💻 Week 02, Day 01 - Lab

From Loops to Vectorisation: Makeover Puzzles

Author

Dr Jon Cardoso-Silva

Last updated

21 July 2025

🥅 Learning Objectives

By the end of this lab, you should be able to: i) Use a list comprehension to process a list of datasets. ii) Combine a list of DataFrames into a single one using pd.concat. iii) Apply the .diff() and .cumsum() pattern to identify streaks in data. iv) Use groupby() and transform() to calculate group-specific statistics for your analysis.

ME204 course icon

In this morning’s lecture, we saw how to replace slow for loops with list comprehensions and powerful pandas vectorised operations. Now, it’s your turn to get some hands-on practice.

This lab contains two “puzzles” that challenge you to apply these new techniques to realistic problems.

Monday, 21 July 2025 | Either 2:00-3.30pm or 3.30-5:00pm 📍 Check your timetable for the location of your class

🛣️ Lab Roadmap

This document outlines the exercises you’ll complete in your Jupyter Notebook. Open ME204_W02D01_Lab.ipynb and follow along.

A Note on the Midterm Assignment

Your midterm is due tomorrow. If you feel that you are behind on it, you can use today’s lab session to work on that instead.

Stuart will be running the lab session as planned, focusing on the two puzzles below. This is valuable practice, but your priority should be the midterm if you need the time.

Part I: Puzzle 1 - Sales Surge Detection (45 min)

Imagine you’re a data analyst for a retail company. You need to find periods of unusually high sales, which are called “sales surges.”

Your Task: Identify “sales surges” which are defined as periods of 3 or more consecutive days where a store’s daily_sales has exceeded 120% of that store’s median sales for the entire period.

🎯 Your Turn

In your notebook, you’ll find the code that generates the df_sales DataFrame.

Your task is to apply the multi-step pattern we learned in the lecture to find the surges. Think back to how we solved the heatwave problem:

  1. First, establish a baseline for each store.
  2. Then, identify the days that meet the “surge” condition.
  3. Group the consecutive surge days together.
  4. Count the length of each group.
  5. Finally, create a report showing only the valid surges.

Part II: Puzzle 2 - Student Performance Streaks (45 min)

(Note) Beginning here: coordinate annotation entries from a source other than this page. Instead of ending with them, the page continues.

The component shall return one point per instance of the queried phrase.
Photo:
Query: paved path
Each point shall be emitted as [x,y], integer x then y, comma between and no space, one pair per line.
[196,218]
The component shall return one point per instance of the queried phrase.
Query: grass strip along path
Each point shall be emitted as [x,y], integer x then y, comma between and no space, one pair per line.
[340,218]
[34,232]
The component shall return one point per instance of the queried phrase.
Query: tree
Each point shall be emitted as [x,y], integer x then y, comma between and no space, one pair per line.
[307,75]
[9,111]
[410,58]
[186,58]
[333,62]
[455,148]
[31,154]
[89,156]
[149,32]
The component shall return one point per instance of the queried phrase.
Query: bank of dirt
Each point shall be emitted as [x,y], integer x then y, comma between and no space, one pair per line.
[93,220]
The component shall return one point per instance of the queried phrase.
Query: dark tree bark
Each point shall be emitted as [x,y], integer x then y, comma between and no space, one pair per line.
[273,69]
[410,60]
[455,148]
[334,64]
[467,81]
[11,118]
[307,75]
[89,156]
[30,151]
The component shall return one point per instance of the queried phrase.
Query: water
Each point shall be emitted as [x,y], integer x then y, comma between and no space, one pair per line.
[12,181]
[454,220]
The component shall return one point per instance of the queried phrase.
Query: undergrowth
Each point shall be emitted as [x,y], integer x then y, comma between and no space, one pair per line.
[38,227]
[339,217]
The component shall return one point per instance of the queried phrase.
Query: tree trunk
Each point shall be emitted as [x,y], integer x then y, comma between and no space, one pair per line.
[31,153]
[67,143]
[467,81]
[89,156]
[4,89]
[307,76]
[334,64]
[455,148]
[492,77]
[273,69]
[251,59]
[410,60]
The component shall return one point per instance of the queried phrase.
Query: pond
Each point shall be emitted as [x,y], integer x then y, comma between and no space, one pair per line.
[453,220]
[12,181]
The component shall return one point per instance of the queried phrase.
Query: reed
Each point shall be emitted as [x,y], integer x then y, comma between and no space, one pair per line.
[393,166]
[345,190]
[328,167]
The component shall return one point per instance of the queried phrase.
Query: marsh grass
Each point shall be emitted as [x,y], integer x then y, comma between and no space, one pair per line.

For the second puzzle, you’re an analyst trying to find students who are on an “improvement streak.”

Your Task: Find “improvement streaks”, which here are defined as periods of 3 or more consecutive assessments where a student’s score in a subject has increased compared to their previous one.

🎯 Your Turn

The notebook also has a function that creates a df_grades DataFrame.

The logical pattern here is almost identical to the first puzzle. The key differences are:

  1. You’ll need to groupby() both the student and the subject to analyse them separately.
  2. Your condition for “improvement” will depend on the difference from the previous assessment (.diff()).

Your final report should be a summary table showing each valid streak and the total score improvement during that streak.